Thunderbolt 2 vs USB 3.0 vs eSATA

Dell m3800

Thunderbolt 2 is largely limited to Macs and 4K PC workstations such as Dell's M3800

Thunderbolt 2 vs USB 3.0 vs eSATA: Availability

Thunderbolt 2 is largely confined to recent Apple computers (Retina MacBook Pro, Mac Pro, 5K iMac and late 2014 Mac Mini) and PC port adapters, although there are a few exceptions such as Dell's Precision M3800 workstation, which packs Thunderbolt 2 for its pro users.

USB 3.0 is widespread in PCs and PC peripherals, and is largely replacing eSATA for external devices such as hard disks. However, eSATA is still popular in corporate environments, not least because IT managers can use it to provide external storage on devices which have USB ports locked down for security reasons.

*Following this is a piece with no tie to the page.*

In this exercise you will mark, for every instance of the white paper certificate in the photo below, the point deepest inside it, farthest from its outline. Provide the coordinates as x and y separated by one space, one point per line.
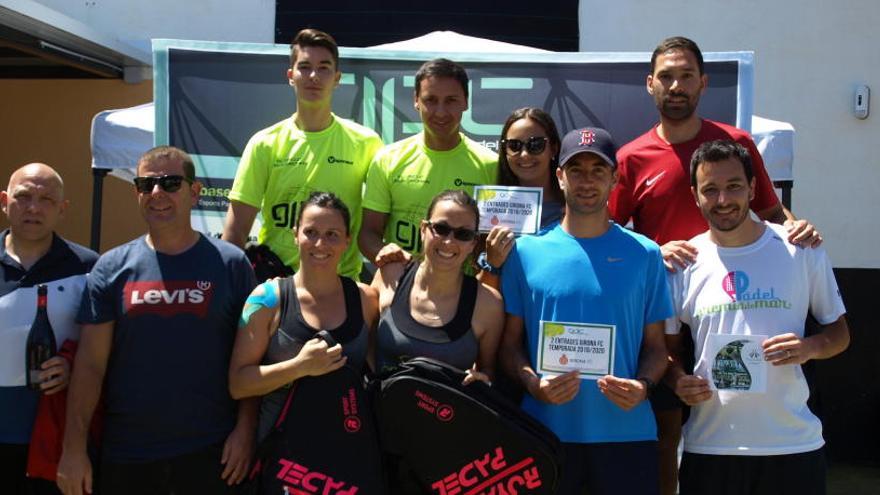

While Thunderbolt remains a fairly niche standard, that may change: the Thunderbolt 3 standard will embrace USB Type-C connections and the USB 3.1 standard later this year, supporting not just DisplayPort, HDMI and USB but also 40Gbps data transfer and two-way power delivery.

Intel says that more than 30 different PC designs will support Thunderbolt 3 from the off. It's possible that Thunderbolt 3 could become the one connector to rule them all – assuming, of course, that manufacturers decide to use it. Intel told us that Thunderbolt 2 would transform PC connections, and before that it was pretty excited about Thunderbolt 1. Maybe it's a case of third time lucky.

Thunderbolt 3

Intel has already unveiled Thunderbolt 3, which includes USB 3.1 and uses USB-C connectors

Thunderbolt 2 vs USB 3.0 vs eSATA: Which is best for you?

eSATA is perfectly fine if all you want to do is connect a PC to an external storage device, and it's a useful tool for corporate IT too. However, for end users USB 3.0 is taking over the world and driving down prices. For example at the time of writing a decent 5TB USB 3.0 external hard disk is less than £150 (around $235, or AU$310) compared to £250 (around $390, or AU$520) for a similarly specified eSATA drive with the same capacity.

Thunderbolt prices aren't that low yet, and if the ridiculous cost of Thunderbolt cables is any indication they probably won't get there any time soon – it's designed for a different market, a world of 4K video editing and high-speed highspeed data transfer and of pros who don't blink when someone tells them a 2m cable costs fifty quid. Its speeds leave USB and eSATA in the dust, and if you need to drive 4K displays, shove enormous quantities of data around or do both things simultaneously then Thunderbolt 2 is even more useful than its predecessor.